Electronic Structure Modulation and Substance Transfer Acceleration Induced by Synchronous Construction of a Tri-Functional Electrocatalyst with Host-Guest Role Swapping in Deformable Solid-State Zinc-Air Batteries

Abstract

Zinc-air batteries (ZABs) assembled with iron-decorated multifunctional oxygen catalysts have emerged as promising contenders for energy storage and conversion systems. However, sluggish and multi-protonated redox steps and restricted electron/ion transfer pathways have hampered their commercialization. Herein, these challenges are addressed by synchronously constructing BN-supported FeP (FeP-BN) oxygen electrocatalysts employing an active site switching strategy to create ZABs that can simultaneously improve oxygen reaction kinetics, mass transfer dynamics, and tolerance. The strong coupling between FeP and BN substrates modulates the electronic structure of the active site and optimizes the adsorption/desorption behaviors of oxygen-containing intermediates, thereby significantly lowering the energy barrier of the rate-determining step of the oxygen reduction/evolution reaction (ORR/OER).
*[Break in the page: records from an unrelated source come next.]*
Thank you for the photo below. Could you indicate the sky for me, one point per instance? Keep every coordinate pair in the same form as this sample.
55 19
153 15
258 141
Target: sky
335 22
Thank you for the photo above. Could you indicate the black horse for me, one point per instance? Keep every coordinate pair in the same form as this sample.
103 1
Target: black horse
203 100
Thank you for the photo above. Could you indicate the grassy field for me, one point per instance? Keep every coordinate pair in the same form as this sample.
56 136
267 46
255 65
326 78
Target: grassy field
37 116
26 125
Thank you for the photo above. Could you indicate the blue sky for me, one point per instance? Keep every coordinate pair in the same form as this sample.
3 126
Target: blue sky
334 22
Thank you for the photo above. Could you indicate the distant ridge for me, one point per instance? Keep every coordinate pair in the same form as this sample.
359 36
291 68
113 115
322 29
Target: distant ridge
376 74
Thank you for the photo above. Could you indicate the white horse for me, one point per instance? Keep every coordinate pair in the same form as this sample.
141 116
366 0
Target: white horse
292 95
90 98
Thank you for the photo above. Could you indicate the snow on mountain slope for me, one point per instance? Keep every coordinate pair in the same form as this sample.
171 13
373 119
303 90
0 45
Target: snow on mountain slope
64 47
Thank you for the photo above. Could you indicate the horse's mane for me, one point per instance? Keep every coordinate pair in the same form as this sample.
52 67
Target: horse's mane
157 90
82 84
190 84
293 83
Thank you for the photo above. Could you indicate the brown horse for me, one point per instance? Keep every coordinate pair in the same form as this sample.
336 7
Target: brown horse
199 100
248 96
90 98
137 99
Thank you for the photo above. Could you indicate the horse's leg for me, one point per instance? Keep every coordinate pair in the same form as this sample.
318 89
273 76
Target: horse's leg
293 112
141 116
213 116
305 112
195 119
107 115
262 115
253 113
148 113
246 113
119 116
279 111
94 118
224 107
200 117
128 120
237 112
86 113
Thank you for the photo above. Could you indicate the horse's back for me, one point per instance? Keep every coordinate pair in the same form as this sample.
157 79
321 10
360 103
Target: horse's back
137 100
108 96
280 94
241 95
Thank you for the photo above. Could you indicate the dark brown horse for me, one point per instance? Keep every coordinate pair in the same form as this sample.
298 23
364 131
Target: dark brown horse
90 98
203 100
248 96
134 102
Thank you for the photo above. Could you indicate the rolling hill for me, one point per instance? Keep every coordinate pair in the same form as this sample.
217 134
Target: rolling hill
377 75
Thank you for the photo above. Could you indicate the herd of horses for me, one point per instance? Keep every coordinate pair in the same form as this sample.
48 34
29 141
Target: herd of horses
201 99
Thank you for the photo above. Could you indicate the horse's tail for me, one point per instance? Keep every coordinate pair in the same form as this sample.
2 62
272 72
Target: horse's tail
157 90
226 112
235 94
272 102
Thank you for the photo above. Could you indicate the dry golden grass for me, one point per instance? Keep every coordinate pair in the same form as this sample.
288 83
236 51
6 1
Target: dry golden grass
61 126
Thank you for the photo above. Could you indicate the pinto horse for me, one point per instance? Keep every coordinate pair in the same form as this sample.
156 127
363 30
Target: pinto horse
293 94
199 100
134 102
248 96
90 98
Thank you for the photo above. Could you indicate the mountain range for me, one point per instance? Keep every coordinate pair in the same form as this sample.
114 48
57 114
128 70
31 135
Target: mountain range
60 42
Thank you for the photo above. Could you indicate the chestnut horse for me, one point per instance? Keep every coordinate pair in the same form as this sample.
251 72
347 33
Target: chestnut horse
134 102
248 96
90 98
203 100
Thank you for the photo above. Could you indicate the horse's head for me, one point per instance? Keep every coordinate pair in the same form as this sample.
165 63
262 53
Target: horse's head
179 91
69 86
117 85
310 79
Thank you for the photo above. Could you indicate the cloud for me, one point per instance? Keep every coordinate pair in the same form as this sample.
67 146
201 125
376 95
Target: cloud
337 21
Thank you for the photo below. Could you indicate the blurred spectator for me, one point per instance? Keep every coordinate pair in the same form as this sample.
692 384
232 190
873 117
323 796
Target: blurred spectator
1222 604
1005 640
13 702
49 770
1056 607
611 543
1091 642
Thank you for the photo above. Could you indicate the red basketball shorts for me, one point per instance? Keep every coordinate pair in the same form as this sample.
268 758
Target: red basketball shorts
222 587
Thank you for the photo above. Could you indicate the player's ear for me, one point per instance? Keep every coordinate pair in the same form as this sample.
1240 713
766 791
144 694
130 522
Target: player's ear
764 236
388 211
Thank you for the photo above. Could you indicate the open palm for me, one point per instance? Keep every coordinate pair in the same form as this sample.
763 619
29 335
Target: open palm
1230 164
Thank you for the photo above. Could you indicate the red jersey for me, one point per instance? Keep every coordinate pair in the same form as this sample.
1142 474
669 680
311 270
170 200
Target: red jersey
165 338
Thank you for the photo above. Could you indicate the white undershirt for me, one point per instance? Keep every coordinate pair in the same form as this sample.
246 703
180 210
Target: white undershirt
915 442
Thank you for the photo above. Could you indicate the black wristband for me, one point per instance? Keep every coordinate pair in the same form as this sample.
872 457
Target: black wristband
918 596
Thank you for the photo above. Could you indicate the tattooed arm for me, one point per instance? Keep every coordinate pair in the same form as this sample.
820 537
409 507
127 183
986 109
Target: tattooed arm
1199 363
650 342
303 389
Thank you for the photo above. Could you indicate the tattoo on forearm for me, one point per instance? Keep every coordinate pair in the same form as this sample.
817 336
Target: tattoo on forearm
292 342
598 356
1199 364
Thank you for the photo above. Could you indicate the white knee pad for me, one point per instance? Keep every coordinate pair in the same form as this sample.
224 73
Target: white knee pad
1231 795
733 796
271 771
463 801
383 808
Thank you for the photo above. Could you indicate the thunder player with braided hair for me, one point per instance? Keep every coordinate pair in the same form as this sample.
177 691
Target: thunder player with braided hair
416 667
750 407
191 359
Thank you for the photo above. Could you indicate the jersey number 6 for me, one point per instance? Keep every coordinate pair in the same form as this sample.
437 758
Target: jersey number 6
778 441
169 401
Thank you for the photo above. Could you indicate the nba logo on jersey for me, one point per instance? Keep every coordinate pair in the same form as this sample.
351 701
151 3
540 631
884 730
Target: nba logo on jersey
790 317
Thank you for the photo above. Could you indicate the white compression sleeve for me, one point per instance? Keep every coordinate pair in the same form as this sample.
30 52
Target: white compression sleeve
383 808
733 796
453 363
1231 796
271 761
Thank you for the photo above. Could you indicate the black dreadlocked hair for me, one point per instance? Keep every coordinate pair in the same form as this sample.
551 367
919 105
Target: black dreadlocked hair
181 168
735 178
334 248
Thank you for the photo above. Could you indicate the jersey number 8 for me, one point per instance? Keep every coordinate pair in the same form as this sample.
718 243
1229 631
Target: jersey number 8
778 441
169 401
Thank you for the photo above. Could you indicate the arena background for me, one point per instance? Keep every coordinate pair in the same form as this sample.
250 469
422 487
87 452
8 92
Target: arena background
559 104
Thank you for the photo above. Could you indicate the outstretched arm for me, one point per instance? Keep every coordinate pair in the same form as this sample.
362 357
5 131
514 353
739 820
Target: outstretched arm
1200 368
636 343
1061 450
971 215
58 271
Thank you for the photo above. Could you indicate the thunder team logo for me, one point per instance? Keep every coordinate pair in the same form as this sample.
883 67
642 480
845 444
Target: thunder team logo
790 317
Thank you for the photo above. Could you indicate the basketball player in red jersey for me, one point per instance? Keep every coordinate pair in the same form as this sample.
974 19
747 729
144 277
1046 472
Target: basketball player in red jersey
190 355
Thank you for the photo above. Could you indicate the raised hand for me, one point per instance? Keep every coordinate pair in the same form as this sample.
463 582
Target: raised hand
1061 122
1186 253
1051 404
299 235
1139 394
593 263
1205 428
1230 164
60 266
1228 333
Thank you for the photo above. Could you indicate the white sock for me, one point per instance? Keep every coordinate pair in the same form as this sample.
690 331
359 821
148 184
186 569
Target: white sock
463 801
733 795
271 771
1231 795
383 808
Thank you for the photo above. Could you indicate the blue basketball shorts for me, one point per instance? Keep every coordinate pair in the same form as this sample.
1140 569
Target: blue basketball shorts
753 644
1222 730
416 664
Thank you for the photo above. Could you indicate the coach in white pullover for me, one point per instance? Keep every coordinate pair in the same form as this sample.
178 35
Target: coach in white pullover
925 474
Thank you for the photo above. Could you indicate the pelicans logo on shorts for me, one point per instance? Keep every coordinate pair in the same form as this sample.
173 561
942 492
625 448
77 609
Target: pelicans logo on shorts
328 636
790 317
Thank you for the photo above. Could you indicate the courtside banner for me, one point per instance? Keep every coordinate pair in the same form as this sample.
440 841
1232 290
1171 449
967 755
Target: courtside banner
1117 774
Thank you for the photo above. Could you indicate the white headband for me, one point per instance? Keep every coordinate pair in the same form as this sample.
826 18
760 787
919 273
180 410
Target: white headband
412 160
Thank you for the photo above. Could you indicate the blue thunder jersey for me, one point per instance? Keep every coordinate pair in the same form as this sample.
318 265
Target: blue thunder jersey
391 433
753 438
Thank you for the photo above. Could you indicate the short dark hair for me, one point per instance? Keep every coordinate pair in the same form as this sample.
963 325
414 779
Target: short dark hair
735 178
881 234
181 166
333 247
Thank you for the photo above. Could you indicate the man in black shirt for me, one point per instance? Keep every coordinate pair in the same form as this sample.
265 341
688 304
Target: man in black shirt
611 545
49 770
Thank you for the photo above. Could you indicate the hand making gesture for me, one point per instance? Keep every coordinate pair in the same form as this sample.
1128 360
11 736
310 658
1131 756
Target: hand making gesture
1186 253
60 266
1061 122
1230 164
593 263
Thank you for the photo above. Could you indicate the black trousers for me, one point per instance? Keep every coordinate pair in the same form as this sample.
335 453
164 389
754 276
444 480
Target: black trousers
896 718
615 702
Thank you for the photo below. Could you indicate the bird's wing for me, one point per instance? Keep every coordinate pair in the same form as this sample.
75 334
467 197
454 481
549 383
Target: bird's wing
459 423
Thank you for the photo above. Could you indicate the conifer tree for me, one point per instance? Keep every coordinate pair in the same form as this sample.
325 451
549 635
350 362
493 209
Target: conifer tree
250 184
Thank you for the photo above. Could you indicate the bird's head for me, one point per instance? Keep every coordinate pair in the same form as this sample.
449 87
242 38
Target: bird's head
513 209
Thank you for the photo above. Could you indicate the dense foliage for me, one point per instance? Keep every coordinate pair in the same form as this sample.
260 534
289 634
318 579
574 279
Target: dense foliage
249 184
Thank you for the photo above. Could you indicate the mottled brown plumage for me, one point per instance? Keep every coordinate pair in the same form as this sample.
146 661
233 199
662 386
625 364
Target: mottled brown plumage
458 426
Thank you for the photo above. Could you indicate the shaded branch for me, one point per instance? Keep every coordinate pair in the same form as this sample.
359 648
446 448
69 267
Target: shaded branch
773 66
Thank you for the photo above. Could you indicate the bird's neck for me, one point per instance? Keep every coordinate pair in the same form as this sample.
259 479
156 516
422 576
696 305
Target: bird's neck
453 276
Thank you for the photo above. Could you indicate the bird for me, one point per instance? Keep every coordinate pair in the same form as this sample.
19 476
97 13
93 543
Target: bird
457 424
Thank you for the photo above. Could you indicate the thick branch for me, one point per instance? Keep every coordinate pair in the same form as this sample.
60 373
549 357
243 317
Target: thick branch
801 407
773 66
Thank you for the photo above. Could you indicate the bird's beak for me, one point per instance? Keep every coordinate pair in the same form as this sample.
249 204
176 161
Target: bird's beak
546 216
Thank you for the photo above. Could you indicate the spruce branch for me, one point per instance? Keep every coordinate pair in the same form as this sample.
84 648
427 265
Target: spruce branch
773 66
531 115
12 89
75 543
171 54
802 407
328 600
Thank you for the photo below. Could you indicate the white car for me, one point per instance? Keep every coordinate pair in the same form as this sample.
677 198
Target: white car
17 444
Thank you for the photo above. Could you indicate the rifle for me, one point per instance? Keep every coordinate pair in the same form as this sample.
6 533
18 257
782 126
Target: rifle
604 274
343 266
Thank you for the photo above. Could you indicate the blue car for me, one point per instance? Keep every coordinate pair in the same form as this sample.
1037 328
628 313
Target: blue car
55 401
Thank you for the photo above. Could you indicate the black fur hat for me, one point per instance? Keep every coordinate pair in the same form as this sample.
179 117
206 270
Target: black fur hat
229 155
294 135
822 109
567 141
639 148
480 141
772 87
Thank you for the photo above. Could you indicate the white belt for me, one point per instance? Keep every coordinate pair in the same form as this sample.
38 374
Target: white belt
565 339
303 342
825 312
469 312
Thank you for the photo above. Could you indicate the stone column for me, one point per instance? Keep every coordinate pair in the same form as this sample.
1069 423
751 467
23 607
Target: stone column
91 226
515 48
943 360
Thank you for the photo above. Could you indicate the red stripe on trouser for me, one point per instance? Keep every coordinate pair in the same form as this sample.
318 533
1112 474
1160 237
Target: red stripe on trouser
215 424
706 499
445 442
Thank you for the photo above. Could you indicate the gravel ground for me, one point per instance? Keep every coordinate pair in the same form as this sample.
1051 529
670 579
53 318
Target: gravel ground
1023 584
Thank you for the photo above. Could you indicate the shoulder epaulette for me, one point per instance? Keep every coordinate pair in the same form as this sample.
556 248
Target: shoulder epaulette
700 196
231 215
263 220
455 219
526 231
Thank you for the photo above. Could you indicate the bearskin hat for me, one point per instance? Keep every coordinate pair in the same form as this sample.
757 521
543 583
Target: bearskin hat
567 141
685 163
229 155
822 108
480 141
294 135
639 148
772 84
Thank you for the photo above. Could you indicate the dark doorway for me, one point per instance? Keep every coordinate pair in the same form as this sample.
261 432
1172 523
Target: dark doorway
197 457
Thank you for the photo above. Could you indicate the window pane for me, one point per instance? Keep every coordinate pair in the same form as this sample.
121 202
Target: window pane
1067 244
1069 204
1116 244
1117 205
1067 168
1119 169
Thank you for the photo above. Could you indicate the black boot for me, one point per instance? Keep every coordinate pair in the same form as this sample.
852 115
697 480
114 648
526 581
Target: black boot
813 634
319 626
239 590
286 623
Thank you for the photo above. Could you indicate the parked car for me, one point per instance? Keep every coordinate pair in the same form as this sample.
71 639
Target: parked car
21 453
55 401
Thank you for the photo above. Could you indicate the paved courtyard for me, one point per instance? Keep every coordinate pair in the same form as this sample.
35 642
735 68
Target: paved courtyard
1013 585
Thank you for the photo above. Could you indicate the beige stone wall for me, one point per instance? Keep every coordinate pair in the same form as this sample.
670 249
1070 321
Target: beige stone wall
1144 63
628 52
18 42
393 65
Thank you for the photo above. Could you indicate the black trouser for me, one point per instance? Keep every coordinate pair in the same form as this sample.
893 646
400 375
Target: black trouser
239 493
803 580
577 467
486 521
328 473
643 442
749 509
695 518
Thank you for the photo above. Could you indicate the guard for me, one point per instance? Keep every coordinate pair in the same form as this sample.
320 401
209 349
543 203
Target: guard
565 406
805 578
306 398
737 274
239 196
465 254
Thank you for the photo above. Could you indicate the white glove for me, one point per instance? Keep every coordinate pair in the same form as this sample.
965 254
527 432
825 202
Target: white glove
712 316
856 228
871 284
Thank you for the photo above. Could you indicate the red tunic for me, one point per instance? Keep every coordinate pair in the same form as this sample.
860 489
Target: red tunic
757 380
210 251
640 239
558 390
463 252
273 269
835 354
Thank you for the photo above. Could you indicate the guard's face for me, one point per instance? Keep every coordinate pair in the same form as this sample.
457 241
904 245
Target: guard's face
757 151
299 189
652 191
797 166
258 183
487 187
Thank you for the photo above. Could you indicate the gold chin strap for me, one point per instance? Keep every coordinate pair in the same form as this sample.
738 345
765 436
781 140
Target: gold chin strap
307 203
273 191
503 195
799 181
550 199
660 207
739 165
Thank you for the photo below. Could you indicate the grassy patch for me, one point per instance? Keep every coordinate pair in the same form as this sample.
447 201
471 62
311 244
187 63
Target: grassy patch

Consequently, the as-prepared FeP-BN electrode possess remarkable oxygen electrocatalytic activity with high half-wave potential (0.94 V) for ORR and low overpotential (224 and 80 mV) at 10 mA cm-2 for OER and hydrogen evolution reaction (HER). Furthermore, the assembled flexible solid-state ZABs in sandwich configuration obtains a maximum power density of 87.20 mW cm-2, an extraordinary stability over 210 cycles, and a high round-trip efficiency of 62.31%. This research provides novel insights into the rational design of multifunctional electrocatalysts with host-guest role swapping and paves the way for their commercial implementation in wearable devices.